1回の成功ケースをもって「再現性がある成功パターン」として偉そうに他人に伝えてしまう「勘違い」した人になりかけていた・・・。
そこで当時の心理状態を振り返ってみると、「○○の方法は、うまくいったよ!」という、たった1回の成功パターンを、偉そうに「これを真似すれば、うまくいくよ!」という風に人生経験が浅い、短期的な観測期間だけで伝えてしまっていたのかなと。
これは、本当に傲慢だったなぁ。。と反省していまして、「経営コンサルタントの素人」が経営コンサルをしていた状態になってしまっていたのかなと。
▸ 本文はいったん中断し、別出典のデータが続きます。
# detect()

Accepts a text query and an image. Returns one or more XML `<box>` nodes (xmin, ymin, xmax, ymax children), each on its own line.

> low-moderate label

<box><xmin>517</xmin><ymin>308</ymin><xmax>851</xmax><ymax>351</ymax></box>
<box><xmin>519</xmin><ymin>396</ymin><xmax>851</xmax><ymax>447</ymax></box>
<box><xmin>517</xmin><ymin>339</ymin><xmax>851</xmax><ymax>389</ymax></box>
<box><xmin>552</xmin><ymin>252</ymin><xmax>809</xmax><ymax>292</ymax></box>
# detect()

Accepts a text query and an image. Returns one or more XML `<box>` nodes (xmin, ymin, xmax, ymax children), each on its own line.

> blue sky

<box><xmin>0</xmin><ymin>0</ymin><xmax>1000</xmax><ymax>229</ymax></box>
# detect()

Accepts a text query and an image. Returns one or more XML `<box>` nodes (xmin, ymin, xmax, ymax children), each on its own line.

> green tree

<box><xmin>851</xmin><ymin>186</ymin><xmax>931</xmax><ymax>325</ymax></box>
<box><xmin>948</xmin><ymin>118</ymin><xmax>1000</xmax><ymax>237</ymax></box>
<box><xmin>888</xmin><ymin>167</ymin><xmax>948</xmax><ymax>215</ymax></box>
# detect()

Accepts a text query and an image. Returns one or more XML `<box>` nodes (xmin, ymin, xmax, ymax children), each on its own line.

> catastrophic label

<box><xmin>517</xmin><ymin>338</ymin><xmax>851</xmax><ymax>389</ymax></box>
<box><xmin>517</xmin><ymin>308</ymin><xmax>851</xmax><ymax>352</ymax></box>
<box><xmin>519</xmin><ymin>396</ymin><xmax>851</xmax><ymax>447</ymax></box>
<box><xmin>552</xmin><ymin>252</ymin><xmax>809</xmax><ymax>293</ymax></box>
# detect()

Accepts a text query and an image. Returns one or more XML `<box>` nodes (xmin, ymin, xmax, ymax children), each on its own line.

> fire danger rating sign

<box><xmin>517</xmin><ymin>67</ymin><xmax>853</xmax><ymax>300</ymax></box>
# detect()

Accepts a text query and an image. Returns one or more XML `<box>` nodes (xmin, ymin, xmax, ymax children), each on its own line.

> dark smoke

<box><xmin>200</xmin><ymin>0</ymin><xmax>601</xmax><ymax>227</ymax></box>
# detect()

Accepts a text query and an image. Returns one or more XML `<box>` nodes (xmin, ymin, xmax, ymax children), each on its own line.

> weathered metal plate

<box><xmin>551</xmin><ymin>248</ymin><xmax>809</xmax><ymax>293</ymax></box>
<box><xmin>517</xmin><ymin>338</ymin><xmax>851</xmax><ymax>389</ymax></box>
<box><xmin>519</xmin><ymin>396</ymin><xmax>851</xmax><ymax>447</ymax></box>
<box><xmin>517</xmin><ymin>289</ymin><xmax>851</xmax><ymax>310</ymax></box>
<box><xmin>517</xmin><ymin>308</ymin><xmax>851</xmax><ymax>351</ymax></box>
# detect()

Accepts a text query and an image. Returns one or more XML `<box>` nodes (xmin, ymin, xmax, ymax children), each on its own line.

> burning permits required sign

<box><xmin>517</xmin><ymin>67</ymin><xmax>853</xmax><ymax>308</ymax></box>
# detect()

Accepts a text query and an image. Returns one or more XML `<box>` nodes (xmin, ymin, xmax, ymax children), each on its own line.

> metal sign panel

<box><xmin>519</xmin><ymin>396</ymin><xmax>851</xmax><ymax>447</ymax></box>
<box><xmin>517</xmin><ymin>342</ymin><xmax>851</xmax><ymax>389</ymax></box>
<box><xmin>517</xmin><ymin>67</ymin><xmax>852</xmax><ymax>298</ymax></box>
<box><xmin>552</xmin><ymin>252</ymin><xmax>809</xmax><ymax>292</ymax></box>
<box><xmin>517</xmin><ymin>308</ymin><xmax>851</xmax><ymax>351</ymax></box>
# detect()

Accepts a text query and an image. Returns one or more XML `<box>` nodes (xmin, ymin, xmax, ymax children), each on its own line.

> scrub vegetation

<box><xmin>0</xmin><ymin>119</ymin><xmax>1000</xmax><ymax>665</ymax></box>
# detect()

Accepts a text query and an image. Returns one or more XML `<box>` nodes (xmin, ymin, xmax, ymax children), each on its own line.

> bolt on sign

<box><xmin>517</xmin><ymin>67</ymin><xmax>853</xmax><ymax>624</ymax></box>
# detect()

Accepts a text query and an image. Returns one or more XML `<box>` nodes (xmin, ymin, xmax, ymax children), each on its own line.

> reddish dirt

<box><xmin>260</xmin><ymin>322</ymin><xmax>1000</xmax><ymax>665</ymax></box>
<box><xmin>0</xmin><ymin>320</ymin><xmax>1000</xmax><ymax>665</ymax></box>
当然、そういった話は飲みの席でとかなので、お金を貰っていたわけではないのですが、会社や人生を左右する相談に、傲慢にも自信満々に伝えてしまっていたのは、不遜な態度だったなぁ。。と。
経営者の人も、経営アドバイスをする際は、新卒1年目の感覚でやらないといけない?
一般論ですが「経営者」に限らず、「経験者」が違うことを始めるときには、「変なプライドは捨て0から学ぶ姿勢」というのが大事になると思います。
そのため本来は、経営コンサルティング会社に入社した新卒1年目のような気持ちで取り組む必要があるのかなと思います。(経営コンサルティング会社への賛否両論があるかもしれないですが、イメージとしての話ですので、詳細は割愛します。)
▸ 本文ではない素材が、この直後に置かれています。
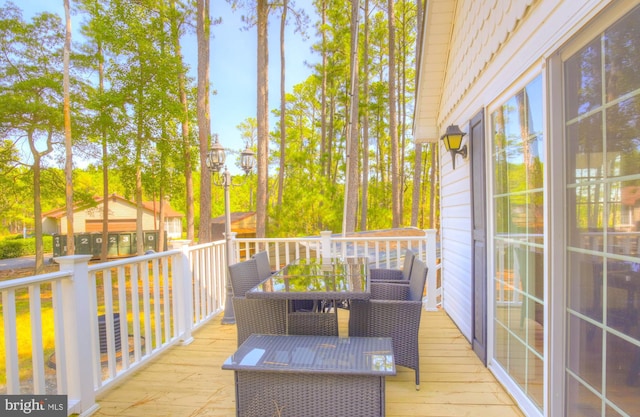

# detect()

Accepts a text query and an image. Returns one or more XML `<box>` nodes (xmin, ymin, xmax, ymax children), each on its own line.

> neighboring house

<box><xmin>42</xmin><ymin>194</ymin><xmax>184</xmax><ymax>239</ymax></box>
<box><xmin>210</xmin><ymin>211</ymin><xmax>256</xmax><ymax>240</ymax></box>
<box><xmin>414</xmin><ymin>0</ymin><xmax>640</xmax><ymax>417</ymax></box>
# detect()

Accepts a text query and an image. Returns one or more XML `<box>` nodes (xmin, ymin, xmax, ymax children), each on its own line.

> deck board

<box><xmin>94</xmin><ymin>310</ymin><xmax>523</xmax><ymax>417</ymax></box>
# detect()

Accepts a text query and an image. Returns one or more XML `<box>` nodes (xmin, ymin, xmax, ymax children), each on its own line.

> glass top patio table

<box><xmin>246</xmin><ymin>257</ymin><xmax>371</xmax><ymax>300</ymax></box>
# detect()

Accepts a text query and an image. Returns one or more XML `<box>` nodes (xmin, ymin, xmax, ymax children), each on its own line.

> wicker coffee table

<box><xmin>222</xmin><ymin>334</ymin><xmax>396</xmax><ymax>417</ymax></box>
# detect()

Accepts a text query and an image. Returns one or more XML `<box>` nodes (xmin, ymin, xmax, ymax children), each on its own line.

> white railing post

<box><xmin>425</xmin><ymin>229</ymin><xmax>438</xmax><ymax>311</ymax></box>
<box><xmin>227</xmin><ymin>232</ymin><xmax>238</xmax><ymax>265</ymax></box>
<box><xmin>171</xmin><ymin>240</ymin><xmax>193</xmax><ymax>345</ymax></box>
<box><xmin>54</xmin><ymin>255</ymin><xmax>99</xmax><ymax>415</ymax></box>
<box><xmin>320</xmin><ymin>230</ymin><xmax>332</xmax><ymax>259</ymax></box>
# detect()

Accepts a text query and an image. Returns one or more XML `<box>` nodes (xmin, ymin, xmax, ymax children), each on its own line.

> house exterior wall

<box><xmin>430</xmin><ymin>0</ymin><xmax>637</xmax><ymax>416</ymax></box>
<box><xmin>50</xmin><ymin>198</ymin><xmax>182</xmax><ymax>239</ymax></box>
<box><xmin>438</xmin><ymin>0</ymin><xmax>609</xmax><ymax>339</ymax></box>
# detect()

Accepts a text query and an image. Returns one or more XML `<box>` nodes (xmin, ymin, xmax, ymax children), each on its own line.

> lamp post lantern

<box><xmin>205</xmin><ymin>134</ymin><xmax>256</xmax><ymax>324</ymax></box>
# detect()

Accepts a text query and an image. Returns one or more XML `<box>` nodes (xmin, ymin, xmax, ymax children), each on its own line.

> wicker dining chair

<box><xmin>369</xmin><ymin>249</ymin><xmax>416</xmax><ymax>282</ymax></box>
<box><xmin>252</xmin><ymin>251</ymin><xmax>273</xmax><ymax>280</ymax></box>
<box><xmin>229</xmin><ymin>259</ymin><xmax>261</xmax><ymax>297</ymax></box>
<box><xmin>349</xmin><ymin>258</ymin><xmax>427</xmax><ymax>390</ymax></box>
<box><xmin>229</xmin><ymin>259</ymin><xmax>287</xmax><ymax>346</ymax></box>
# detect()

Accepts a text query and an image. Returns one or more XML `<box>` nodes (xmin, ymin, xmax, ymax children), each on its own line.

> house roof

<box><xmin>413</xmin><ymin>0</ymin><xmax>534</xmax><ymax>143</ymax></box>
<box><xmin>211</xmin><ymin>211</ymin><xmax>256</xmax><ymax>224</ymax></box>
<box><xmin>413</xmin><ymin>0</ymin><xmax>456</xmax><ymax>143</ymax></box>
<box><xmin>42</xmin><ymin>194</ymin><xmax>184</xmax><ymax>218</ymax></box>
その場合、本来は当然、色々な経験を経ていく必要があると思うのですが、どうしても、同じ会社の上司部下の関係じゃない場合、
相談される → 伝える → 感動される → テンションが上がる
という分かりやすい感情のパターンが発生しやすいため、的確なアドバイスができているかの実態が伴っていなくても、感情的にこのスパイラルにはまってしまう危険性があるのかなと思います。そうすると、当然新卒1年目のような謙虚な態度で接することからかけ離れてきてしまいます。
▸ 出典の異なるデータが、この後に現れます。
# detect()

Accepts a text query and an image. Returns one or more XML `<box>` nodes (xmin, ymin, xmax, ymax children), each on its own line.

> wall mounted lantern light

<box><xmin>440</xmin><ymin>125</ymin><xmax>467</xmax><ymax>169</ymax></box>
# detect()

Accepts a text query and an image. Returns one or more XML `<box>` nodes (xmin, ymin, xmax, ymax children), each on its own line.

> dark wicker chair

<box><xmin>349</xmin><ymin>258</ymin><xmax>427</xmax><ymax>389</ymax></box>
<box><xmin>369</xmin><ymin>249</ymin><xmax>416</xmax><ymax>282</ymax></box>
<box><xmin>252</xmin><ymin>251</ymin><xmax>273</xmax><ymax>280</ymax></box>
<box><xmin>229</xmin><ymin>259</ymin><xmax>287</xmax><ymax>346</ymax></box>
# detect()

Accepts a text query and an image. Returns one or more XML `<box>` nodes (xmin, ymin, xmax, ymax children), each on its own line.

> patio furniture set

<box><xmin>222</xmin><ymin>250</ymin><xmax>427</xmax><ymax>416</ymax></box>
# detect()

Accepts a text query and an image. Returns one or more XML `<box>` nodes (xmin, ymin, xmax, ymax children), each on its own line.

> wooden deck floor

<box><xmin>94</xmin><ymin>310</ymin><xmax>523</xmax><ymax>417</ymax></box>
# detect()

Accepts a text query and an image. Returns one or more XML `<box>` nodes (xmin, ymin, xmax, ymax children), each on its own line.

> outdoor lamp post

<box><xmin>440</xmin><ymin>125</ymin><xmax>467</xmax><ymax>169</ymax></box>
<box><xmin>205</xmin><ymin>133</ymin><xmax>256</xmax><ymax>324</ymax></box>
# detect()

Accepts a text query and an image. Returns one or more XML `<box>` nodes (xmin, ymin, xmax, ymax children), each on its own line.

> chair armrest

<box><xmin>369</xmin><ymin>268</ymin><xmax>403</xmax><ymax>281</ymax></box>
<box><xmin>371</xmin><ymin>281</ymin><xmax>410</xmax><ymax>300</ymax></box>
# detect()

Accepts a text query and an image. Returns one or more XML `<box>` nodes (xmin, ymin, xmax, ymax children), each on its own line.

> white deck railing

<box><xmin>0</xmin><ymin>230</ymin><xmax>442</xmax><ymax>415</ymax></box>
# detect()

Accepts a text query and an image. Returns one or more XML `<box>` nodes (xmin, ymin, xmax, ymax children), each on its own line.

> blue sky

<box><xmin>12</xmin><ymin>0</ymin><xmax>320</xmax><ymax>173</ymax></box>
利害関係があれば別なのですが、利害関係がない中で、この感情のパターンが発生してしまうと「アドバイスにおける効果検証」をせず、その場での一時の感情に流されてしまうのかなと思います。(極端な話ですが、アルゴリズムとして、感動話至上主義になってしまい、リアクションが高い話が優先され、愚直な努力などの選択が弱くなってしまう方向にバイアスがかかってしまうなど。)
また逆に、アドバイスをする側の人目線でいうと、利害関係ではなくこういったアドバイスをするのは一見、素敵なことなのですが、利害関係がなくアドバイスに関する効果検証もしていない場合、脳の中を100%自分の会社のことを考えるべきフェーズにおいて、他社のことを考えるために脳のメモリを使用するため、
自分の会社のことだけを考え判断をする → 他社を含め、汎用的な選択肢を選ぶ
という風に脳にバイアスがかかってしまう可能性もあるのかなと思います。
上記のような流れで、総花的な話ですが、「経営に関しては、自分の頭で考える。」ということが重要なのかな。ということなのかな思いました。
それでも、利害関係を超えて経営アドバイスをしたい。という場合、アドバイス者がプロのアドバイザーでない場合は、「アドバイスに対する効果検証」というのは必要なのかなと思いましたが、、、現実的にパワーバランスからしてそんなことは起こりえなさそうですね(笑)
そういう意味では、利害関係のある場合は、投資する側も投資される側も、アドバイスに対する責任が発生し、市場原理が働くため、無責任な場合よりは健全になり易いのかなと思いました。ただ、それであっても、アドバイスする側は「アドバイスのプロであるか否」かは重要なことなのかなと思いますが。